Here are some ways to overcome toxic masculinity:

1. Acknowledge and challenge its existence: Toxic masculinity is deeply ingrained in our culture, and acknowledging its harmful effects on individuals and society is the first step in addressing it.

2. Educate yourself and others: Learn about healthy masculinity and engage in conversations with others about the harmful effects of toxic masculinity.

3. Challenge gender stereotypes: Recognize that gender roles are socially constructed and in drag, use parody to challenge these stereotypes. Just don't fall for acting out that stereotype on stage.

4. Encourage emotional expression: Explore the entire spectrum of human emotions to express your Drag persona openly and demonstrate this can be done without fear of judgment or shame.

5. Promote respect and consent: Teach and model positive communication, respect, and consent in all relationships, including romantic, platonic, and professional - including on and off stage.

It is essential to recognise that overcoming toxic masculinity is a process that requires ongoing effort and commitment.
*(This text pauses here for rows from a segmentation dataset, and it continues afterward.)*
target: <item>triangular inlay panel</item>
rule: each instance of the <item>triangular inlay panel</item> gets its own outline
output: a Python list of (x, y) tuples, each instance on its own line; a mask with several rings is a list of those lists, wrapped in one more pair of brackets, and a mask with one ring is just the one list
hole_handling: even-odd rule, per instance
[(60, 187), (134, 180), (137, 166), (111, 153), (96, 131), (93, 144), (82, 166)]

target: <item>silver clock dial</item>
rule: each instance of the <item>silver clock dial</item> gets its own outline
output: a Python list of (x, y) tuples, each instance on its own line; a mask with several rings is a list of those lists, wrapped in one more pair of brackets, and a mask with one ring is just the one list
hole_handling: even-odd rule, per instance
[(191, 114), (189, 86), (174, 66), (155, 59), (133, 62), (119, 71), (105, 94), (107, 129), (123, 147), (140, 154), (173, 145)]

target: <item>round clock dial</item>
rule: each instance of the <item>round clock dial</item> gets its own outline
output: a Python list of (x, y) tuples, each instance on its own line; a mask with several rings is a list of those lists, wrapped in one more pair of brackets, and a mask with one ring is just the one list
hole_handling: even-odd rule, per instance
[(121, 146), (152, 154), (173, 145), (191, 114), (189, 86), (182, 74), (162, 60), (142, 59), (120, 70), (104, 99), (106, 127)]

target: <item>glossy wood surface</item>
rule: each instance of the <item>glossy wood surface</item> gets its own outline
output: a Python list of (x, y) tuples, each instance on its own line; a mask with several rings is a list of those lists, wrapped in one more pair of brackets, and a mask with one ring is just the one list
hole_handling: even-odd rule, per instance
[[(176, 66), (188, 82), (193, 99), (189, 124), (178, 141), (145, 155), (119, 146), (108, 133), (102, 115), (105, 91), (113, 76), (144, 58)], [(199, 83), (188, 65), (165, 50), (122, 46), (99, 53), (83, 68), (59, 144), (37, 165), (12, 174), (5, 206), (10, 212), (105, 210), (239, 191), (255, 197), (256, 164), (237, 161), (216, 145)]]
By challenging harmful attitudes and behaviors and promoting healthy masculinity, we can create a more inclusive and supportive society for all genders.

Having coached 78 first-time Drag Kings to date, my approach to masculinity is to guide people to create a persona that comes from within, to lean into their own masculine expression, and to allow themselves to become bigger than everyday life. The result has been many endearing, loveable Drag Kings who can be anything from sexy to comedic to other-worldly and always highly entertaining.

Expressing toxic masculinity on stage might seem like a quick win but it's a loss in the long run for Drag Kings and audience members alike. Let's not stoop low, but raise each other up. A real King fixes another's crown.